Know and cater to your most valuable audiences
The COVID-19 pandemic has brought unprecedented spikes in the demand for news globally. As publishers capitalise on this temporary bump in demand and develop strategies to convert their readers into subscribers, they must not lose focus of their most valuable audiences, said Piechota.
Based on NYT’s Q4 2019 financial report, Piechota estimates that the publisher’s average revenue per user (ARPU, including subscription and advertising) for each print subscriber is about US$1,000, and each digital-only subscriber is US$177.
The ARPU for print and digital subscribers, compared to the 145 million free visitors to their website each month who are worth less than half a dollar each, shows exactly who NYT’s primary customers are, and who the publication should be devoting most of their resources to, said Piechota.
“Publishers who are transforming their companies should maybe approach it with a mindset that it is not just about digital transformation, but also a shift from product-centric thinking to one that is more customer-centric, where the most profitable customers are served better than others,” he added.
Consider the merits of a digital-only future
Publishers should not only devote attention to growing reader revenue, but also reconsider their business models and cost structures when digitally transforming their businesses.
“As news publishers transform their business models and turn towards audiences as their main sources of income, they should not expect these new sources of digital reader revenue to maintain print cost structures of the past. And the print cost structure is one of the main killers of newspaper businesses,” said Piechota.
Using The Boston Globe as an example, Piechota explained that the US-based publisher had developed a four-scenario strategic planning framework that takes into account the possibility of a digital-only future with a digital-only cost structure.
“The Boston Globe figured that if its mission is to deliver quality journalism, then it needs to find a way to maintain only the key functions that support that mission.
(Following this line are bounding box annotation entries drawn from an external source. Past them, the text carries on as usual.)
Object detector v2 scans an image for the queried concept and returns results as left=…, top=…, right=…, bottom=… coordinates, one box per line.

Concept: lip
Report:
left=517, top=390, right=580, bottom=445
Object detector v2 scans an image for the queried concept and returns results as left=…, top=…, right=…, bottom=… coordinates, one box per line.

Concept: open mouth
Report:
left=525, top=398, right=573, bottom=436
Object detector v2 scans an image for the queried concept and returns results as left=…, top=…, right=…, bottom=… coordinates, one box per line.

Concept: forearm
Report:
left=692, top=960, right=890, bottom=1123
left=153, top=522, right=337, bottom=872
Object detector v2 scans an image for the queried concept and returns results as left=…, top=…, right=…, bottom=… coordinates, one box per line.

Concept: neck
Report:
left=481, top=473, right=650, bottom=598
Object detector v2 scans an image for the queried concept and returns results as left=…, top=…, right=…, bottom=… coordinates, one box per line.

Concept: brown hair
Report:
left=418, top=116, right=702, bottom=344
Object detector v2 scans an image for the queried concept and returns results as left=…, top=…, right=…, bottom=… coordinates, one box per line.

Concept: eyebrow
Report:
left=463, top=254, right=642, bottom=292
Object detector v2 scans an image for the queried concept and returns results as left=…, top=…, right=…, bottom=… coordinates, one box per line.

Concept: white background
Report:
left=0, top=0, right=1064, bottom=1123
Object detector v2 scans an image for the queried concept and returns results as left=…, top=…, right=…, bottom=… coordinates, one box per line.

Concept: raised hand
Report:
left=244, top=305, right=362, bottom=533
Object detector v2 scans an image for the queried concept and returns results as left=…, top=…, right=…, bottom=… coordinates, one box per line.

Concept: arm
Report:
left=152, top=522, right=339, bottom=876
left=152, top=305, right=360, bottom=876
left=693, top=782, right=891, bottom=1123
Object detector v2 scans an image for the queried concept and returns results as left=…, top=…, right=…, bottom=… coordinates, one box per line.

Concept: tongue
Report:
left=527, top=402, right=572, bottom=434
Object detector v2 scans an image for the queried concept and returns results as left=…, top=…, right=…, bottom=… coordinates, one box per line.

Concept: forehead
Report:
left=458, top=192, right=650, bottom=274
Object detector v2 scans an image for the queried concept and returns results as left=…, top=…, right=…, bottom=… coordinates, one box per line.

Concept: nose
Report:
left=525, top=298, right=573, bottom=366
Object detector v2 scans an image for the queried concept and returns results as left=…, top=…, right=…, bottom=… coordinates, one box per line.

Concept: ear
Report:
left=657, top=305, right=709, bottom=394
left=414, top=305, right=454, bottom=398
And they found that they could in fact be more profitable in a digital-only future without being weighed down by the costs of printing and distributing newspapers,” Piechota added.
Newsroom and Business Transformation Asia (NBTA) 2020, organised by WAN-IFRA and supported by the Facebook Journalism Project, is the first training and coaching programme of its kind in Asia that is designed to accelerate transformation in Asian news companies. NBTA’s five-month-long curriculum supports senior editorial and commercial managers in developing an editorial vision, business strategies, integrated product plans and newsroom processes.
Eleven Asian news publishers from six countries are participating in this inaugural programme which began in June 2020. They are: Bangkok Post, Bisnis Indonesia, Kompas Media Nusantara, Lianhe Zaobao, Manila Bulletin, Philippine Daily Inquirer, Sin Chew Media Corporation, The Business Times, The Edge Communications (Malaysia), The Jakarta Post, and United Daily News.
About the author: Sherwin Chua is a doctoral candidate at the University of Gothenburg, Sweden, whose research focuses on media innovation and journalism. He is also a freelance journalist who covers digital transformations occurring in journalism.